Operation in high ambient temperatures does not affect the performance of the NZXT C650 considerably, regardless of the load. The average nominal load range (20%-100%) efficiency drops by 0.8% regardless of the input voltage, going down to an average of 89.8% (230 VAC) / 88.1% (115 VAC). There is very little change across the entire load range, suggesting that the components of the PSU are practically unaffected by the high ambient temperature. The component temperatures are high but not overly so.

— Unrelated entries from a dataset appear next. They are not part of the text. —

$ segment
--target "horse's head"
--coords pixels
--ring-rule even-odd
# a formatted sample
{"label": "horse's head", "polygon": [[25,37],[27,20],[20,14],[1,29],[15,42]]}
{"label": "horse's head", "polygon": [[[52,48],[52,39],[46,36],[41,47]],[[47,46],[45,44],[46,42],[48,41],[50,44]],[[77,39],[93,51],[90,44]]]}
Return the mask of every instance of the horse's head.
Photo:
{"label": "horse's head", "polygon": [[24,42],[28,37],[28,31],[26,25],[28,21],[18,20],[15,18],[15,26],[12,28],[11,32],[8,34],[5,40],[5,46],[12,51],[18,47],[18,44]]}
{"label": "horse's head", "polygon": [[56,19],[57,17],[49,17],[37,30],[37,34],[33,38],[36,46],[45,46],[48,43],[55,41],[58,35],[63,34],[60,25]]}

As expected, the thermal control circuitry of the NZXT C650 correctly detects the high ambient temperature inside our hotbox and adjusts the fan’s speed accordingly. The NZXT C650 is not silent under these operating conditions, with the fan’s speed gradually increasing along with the load. Nevertheless, the sound pressure level tops out at just 50.2 dB(A), a figure significantly lower than what we would expect from a unit with a powerful 120 mm fan.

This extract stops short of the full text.